The charge list against the United States within Turkey over last month's failed coup is long and, for some, damning.
The government says the United States is hosting the mastermind of the plot to topple President Recep Tayyip Erdogan, while voices in the media and wider society suggest Washington wanted the putsch to succeed and even end with the Turkish strongman dead.
With people of all political stripes seeing an American hand in the July 15 putsch, anti-American sentiment has reached levels rarely seen before.
The authorities have whipped up popular anger over the hosting by the United States of Turkish preacher Fethullah Gulen, whom Ankara blames for the coup, and its failure so far to extradite him to face trial back home.
And Turkish Justice Minister Bekir Bozdag has warned it is up to Washington to extradite Gulen to prevent "anti-US feeling" turning into "hate".
Yet analysts warn that exploiting such anti-American sentiment is a risky ploy for the government, given that Washington remains Turkey's key Western ally and a pillar of its foreign policy strategy.
With anti-US conspiracy theories becoming ever more elaborate, the US embassy in Ankara explicitly rebutted any suggestion that Washington had a hand in the coup and wanted it to succeed.
Earlier this month, Ambassador John Bass told Turkish journalists he was "deeply disturbed and offended by the accusations, without a shred of fact, that the US government was involved in this illegal coup attempt."
Four days after the attempted coup, the influential editor-in-chief of the pro-government Yeni Safak daily Ibrahim Karagul wrote wrote a column saying the United States had planned the coup and wanted to kill Erdogan.
"The US administration planned a coup in Turkey through the Gulen terror organisation and tried to cause a civil war," said Karagul who frequently travels with Erdogan on trips abroad, most recently to Russia.
Anti-Americanism at a popular and political level is nothing new. In 2003, the Turkish parliament hugely disappointed Washington by rejecting a request that foreign troops be allowed to use Turkish territory for the invasion of Iraq.
Yet claims that Washington is not being upfront about what it knew about the coup are not restricted to radical conservatives but held by wide swathes of society.
"The United States just thinks about its own interests. And it's Turkey who suffers," said Cihan, a young resident of Istanbul.
Sinan Ulgen, a former Turkish diplomat who heads the Edam think tank in Istanbul, said a "large majority of the Turkish population thinks that the United States are behind the attempted putsch", with the same idea perpetuated in the press.

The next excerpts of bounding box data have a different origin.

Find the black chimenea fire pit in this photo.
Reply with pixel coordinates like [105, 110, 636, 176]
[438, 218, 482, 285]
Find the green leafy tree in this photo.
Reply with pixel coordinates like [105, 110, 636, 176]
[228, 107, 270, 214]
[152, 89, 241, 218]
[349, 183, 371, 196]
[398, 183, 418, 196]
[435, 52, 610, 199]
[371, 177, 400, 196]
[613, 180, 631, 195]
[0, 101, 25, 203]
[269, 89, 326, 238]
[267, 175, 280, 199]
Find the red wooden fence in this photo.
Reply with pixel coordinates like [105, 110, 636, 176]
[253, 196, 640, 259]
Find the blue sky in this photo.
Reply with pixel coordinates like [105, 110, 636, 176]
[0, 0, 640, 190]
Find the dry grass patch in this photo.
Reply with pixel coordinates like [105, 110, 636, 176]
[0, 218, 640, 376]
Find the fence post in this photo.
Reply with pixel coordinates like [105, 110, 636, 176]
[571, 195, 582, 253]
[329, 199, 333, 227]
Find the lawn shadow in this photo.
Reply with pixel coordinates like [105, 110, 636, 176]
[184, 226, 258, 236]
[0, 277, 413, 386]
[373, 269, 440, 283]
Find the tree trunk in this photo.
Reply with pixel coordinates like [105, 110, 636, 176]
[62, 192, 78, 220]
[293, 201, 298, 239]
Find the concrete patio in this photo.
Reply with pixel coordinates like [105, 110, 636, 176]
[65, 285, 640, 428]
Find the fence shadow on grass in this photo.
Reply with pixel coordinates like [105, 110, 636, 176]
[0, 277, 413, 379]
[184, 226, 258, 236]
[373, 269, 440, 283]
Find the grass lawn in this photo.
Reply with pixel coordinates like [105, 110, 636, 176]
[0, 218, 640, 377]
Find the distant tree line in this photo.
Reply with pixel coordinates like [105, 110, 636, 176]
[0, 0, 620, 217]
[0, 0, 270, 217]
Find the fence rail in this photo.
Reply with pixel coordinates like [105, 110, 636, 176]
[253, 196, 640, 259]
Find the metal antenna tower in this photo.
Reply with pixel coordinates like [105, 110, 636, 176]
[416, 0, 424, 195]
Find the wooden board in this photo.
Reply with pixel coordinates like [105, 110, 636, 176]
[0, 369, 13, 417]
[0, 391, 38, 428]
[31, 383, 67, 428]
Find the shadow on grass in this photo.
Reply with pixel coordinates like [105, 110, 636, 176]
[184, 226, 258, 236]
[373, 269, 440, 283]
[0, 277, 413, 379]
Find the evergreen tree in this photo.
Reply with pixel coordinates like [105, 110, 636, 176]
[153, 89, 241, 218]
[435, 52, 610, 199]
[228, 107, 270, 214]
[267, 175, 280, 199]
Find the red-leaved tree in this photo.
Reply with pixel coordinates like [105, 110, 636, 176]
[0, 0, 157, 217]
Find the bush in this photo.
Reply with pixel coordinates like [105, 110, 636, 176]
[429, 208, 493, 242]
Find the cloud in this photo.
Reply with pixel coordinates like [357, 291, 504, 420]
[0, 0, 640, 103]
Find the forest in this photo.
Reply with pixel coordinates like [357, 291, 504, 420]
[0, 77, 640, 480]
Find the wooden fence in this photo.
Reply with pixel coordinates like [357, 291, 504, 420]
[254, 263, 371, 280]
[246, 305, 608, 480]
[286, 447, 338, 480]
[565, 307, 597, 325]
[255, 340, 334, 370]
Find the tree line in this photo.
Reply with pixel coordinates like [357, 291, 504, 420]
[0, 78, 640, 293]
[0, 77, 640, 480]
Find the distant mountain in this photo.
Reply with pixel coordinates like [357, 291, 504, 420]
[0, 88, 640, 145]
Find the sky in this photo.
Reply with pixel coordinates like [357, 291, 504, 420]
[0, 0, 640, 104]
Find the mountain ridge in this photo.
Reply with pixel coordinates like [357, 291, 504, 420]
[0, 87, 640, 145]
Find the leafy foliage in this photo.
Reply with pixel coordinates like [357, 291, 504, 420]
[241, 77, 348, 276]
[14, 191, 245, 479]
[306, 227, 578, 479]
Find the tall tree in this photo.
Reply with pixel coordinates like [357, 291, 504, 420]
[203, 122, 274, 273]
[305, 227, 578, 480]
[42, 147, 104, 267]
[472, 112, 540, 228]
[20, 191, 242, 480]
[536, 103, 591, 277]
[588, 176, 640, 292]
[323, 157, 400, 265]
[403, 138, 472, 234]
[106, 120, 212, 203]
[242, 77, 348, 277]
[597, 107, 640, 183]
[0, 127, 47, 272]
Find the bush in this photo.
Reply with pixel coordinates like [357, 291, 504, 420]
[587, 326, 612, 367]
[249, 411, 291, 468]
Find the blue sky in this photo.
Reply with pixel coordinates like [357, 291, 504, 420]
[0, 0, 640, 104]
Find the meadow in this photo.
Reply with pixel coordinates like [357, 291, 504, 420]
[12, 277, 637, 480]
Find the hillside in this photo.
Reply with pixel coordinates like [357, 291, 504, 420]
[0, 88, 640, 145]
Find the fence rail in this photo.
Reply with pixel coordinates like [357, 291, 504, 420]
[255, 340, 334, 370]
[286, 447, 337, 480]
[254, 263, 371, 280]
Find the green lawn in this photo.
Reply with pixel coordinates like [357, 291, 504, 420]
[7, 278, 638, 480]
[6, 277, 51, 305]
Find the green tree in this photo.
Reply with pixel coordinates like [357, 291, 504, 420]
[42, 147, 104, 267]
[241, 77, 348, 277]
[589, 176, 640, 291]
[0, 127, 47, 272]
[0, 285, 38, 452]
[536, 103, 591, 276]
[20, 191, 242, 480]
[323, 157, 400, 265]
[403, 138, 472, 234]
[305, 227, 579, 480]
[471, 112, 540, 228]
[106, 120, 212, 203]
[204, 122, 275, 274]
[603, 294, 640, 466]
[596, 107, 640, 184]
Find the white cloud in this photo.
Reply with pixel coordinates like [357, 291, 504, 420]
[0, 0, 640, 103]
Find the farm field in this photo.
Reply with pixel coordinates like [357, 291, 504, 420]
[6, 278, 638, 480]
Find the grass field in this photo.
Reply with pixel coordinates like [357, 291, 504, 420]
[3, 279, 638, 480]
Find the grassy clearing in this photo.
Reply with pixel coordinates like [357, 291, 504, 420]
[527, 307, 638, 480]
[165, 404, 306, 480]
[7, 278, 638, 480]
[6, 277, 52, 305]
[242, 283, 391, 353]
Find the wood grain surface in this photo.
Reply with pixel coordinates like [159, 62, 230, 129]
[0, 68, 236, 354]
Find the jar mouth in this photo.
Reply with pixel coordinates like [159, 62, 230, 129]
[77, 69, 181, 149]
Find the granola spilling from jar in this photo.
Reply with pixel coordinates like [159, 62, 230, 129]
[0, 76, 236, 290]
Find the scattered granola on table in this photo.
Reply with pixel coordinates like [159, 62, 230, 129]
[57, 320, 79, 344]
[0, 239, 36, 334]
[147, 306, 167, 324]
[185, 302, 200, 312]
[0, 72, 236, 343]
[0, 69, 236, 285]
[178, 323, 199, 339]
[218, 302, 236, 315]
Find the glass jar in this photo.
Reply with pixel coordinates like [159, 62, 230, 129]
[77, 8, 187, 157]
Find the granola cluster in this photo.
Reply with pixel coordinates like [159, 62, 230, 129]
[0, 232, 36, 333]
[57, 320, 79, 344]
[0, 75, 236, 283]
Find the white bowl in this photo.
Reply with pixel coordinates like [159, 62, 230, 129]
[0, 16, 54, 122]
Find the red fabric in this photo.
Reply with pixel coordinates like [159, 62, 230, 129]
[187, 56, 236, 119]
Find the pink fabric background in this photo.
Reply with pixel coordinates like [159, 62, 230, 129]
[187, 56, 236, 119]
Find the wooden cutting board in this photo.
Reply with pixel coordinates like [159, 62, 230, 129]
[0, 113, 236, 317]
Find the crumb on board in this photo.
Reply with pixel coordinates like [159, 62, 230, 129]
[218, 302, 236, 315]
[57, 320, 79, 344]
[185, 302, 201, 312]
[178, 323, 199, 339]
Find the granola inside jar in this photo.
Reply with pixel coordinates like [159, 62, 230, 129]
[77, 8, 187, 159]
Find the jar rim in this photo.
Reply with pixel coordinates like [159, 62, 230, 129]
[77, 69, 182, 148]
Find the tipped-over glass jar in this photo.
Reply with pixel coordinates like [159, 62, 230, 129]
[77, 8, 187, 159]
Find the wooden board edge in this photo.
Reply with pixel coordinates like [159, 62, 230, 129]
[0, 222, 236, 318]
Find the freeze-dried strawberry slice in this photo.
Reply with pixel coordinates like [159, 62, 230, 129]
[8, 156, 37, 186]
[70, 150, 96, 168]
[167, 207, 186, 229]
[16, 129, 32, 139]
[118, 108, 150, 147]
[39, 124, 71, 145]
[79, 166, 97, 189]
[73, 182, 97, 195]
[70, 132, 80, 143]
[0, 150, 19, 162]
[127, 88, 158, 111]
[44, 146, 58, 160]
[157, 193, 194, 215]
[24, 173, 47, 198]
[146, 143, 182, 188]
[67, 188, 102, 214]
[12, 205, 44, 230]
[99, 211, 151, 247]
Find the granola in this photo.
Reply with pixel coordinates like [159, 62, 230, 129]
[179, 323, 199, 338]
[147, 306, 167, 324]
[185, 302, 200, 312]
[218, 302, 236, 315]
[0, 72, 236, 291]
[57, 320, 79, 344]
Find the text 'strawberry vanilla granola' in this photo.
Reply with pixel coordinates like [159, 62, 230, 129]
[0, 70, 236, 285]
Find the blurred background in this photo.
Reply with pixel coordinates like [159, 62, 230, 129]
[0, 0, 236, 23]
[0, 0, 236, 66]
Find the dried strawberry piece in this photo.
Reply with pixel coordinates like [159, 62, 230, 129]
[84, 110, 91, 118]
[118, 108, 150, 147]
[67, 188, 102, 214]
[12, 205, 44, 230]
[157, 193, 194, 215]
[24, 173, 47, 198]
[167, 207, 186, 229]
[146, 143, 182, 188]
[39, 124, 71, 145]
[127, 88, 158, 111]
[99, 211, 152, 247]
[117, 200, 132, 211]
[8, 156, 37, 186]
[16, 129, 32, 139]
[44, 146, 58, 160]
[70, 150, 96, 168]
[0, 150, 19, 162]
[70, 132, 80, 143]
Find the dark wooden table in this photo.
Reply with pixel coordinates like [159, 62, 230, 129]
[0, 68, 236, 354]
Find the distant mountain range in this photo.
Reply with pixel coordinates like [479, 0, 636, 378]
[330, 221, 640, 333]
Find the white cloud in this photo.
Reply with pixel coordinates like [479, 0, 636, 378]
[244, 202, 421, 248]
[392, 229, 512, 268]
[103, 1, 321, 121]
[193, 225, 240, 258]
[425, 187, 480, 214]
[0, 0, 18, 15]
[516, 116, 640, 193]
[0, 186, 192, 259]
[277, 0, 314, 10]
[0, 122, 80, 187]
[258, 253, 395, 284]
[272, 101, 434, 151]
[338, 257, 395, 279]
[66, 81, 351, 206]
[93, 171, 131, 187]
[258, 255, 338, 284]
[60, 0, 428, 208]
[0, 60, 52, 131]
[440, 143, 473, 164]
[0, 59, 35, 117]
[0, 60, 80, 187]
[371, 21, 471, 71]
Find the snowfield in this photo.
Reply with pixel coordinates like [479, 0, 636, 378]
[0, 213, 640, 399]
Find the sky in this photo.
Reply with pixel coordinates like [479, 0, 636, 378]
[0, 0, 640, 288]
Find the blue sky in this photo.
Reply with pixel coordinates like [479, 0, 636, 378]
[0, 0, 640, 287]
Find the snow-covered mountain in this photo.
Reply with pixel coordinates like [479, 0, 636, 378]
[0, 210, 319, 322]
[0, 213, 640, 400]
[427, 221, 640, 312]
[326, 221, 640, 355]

Gulen's continued presence in the United States, where he has been living since 1999 in self-imposed exile inside a secluded compound in Pennsylvania, is the key cause of contention.
From Ankara's perspective, by allowing him to stay, Washington is effectively giving refuge to a "terrorist" who sought to usurp the democratically-elected authorities in Turkey by force.
Ankara says Gulen runs the Fethullah Terror Group (FETO) but the preacher has repeatedly insisted he played no role in the coup.
Bayram Balci, of Sciences Po in Paris, said Erdogan wanted to expose the United States as supporters of a "terrorist movement" — not just of Gulen's group but also of the outlawed Kurdistan Workers Party (PKK) which has waged a three-decade insurgency in Turkey's southeast.
In recent months, Turkey has been incensed by the level of cooperation between Washington and and the Kurdish People's Protection Units (YPG), a militia group which Ankara claims is the Syrian arm of the PKK.
"A certain anti-Americanism will develop in Turkey," explained Balci, saying Erdogan wanted it in order to consolidate his own public position.
"Anti-Americanism brings benefits in all countries. It works politically."
In his starkest warning yet, Erdogan said late Wednesday that Washington must either choose "the coup-plotting, terrorist FETO or the democratic country of Turkey."
Ulgen said such rhetoric was understandable in the context of the emotional shock Turkey had sustained, but Ankara needed to "begin to calm things down as this anti-Americanism will hurt Turkey itself."
"The most dangerous thing is if this anti-Americanism spreads its roots into Turkish society. This could put in danger Turkey's membership in the Trans-Atlantic community."
He said a second stage of the standoff could be much cooler, with the US examining the extradition request for Gulen in a long drawn-out process and this "burning anti-Americanism put on the backburner".